Shares of Carnival Corporation surged approximately 7% on Tuesday following the release of robust second-quarter results that exceeded analyst expectations and an upward revision of their full-year guidance.
As detailed in the company’s earnings report, Carnival posted adjusted earnings of 35 cents per share, outperforming analysts’ estimates of 24 cents, based on data from LSEG. Furthermore, the company achieved record adjusted revenues of $6.3 billion, surpassing the anticipated $6.2 billion.
Net income for the quarter climbed to $565 million, marking a considerable increase from $92 million during the same period last year.
In a call with analysts, CEO Josh Weinstein emphasized the “strong momentum” across all of Carnival’s brands. He stated that robust demand has contributed significantly to the company’s positive trajectory.

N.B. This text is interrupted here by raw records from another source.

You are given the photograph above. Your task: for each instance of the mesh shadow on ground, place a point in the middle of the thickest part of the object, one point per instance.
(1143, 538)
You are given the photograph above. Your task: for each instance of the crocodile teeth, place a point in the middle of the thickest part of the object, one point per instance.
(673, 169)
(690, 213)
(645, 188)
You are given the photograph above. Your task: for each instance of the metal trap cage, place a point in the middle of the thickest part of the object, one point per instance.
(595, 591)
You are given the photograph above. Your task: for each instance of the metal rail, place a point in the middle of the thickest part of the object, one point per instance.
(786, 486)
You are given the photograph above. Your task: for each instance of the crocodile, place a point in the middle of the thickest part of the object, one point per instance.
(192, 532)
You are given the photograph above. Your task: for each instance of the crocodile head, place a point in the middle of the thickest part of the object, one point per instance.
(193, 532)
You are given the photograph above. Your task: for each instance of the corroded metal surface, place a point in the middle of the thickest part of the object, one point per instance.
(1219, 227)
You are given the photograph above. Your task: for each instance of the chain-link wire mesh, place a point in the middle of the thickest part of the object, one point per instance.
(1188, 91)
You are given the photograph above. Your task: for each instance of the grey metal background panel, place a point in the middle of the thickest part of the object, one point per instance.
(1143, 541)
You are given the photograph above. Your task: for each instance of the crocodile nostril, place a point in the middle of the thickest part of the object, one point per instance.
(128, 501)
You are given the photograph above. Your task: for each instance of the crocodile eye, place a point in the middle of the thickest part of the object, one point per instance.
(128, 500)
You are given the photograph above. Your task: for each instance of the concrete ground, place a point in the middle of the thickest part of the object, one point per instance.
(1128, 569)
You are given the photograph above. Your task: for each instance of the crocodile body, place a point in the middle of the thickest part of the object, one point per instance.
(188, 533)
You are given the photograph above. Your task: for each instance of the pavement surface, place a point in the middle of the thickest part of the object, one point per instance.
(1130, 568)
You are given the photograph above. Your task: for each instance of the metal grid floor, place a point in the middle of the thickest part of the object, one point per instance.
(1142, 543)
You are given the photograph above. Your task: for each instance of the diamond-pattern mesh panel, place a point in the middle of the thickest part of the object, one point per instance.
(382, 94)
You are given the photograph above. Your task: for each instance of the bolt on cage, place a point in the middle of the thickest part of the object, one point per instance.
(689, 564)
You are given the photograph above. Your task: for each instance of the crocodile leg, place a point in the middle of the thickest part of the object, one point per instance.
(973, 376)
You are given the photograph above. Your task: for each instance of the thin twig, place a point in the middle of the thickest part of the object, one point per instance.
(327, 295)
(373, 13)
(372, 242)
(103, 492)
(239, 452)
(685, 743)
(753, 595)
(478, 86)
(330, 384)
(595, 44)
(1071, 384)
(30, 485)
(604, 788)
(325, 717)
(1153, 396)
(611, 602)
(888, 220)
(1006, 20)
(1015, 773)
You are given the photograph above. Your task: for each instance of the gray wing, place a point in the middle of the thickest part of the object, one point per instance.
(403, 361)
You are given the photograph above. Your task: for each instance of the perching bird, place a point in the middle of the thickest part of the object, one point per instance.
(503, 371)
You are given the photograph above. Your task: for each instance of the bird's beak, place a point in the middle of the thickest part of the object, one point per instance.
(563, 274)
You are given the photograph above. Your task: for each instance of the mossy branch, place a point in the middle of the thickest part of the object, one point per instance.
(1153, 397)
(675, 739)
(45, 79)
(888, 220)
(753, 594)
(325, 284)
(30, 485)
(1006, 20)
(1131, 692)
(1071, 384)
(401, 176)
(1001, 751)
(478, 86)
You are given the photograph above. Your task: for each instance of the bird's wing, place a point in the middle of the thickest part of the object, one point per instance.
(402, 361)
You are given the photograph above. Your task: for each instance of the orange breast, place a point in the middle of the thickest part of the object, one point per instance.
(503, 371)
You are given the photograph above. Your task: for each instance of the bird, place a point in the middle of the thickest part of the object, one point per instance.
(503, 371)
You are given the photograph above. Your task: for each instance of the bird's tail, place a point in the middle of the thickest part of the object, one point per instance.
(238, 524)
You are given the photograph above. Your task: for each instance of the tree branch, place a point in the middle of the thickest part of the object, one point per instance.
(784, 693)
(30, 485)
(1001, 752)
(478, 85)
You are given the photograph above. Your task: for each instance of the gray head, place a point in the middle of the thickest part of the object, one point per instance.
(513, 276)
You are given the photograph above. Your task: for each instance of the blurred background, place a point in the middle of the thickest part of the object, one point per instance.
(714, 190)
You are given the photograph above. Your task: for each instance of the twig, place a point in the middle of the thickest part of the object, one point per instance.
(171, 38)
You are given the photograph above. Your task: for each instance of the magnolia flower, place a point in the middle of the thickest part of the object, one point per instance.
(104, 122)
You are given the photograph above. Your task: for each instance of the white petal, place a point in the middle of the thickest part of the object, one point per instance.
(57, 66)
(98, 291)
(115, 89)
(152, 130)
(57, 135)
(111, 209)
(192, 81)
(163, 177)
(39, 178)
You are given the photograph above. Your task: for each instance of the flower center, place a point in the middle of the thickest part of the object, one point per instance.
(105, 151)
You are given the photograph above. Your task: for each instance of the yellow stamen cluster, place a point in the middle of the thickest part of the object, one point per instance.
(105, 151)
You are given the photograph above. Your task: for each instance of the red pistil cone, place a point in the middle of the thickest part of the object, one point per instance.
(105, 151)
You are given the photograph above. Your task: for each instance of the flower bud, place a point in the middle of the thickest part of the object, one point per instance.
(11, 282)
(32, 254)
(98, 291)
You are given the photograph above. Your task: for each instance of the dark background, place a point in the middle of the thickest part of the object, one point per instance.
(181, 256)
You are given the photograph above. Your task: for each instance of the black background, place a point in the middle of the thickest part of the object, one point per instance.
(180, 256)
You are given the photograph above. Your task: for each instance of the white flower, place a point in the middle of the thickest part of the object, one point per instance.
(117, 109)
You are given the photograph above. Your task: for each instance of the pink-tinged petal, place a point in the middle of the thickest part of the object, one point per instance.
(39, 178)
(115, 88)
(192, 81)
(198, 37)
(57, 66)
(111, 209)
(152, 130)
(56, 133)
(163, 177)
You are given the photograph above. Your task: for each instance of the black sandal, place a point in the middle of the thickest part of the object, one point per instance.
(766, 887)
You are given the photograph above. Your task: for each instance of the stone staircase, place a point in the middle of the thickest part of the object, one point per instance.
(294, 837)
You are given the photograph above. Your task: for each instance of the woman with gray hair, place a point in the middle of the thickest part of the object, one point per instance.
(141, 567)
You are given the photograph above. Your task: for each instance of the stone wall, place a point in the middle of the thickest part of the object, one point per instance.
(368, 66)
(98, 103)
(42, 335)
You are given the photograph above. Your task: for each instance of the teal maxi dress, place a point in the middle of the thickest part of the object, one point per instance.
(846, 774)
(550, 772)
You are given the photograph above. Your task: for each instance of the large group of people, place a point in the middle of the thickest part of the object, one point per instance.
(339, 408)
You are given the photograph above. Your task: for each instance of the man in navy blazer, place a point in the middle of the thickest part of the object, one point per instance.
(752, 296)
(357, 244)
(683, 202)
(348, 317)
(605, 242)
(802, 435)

Driven by this outperformance, Carnival has raised its full-year guidance, now forecasting adjusted net income to be 40% higher than in 2024, translating to an estimated increase of about $200 million compared to their forecast made in March.
Additionally, Carnival indicated expectations for full-year adjusted earnings before interest, taxes, depreciation, and amortization (EBITDA) to reach $6.9 billion, an increase from the previous estimate of $6.7 billion.
Weinstein also highlighted that the anticipated opening of the new island destination, Celebration Key in the Bahamas, is less than a month away, with a scheduled opening date of July 19.
According to industry analysis from NerdWallet, cruise demand remains strong in the post-pandemic landscape, with rising prices and fuller ships likely driving profits closer to pre-pandemic levels.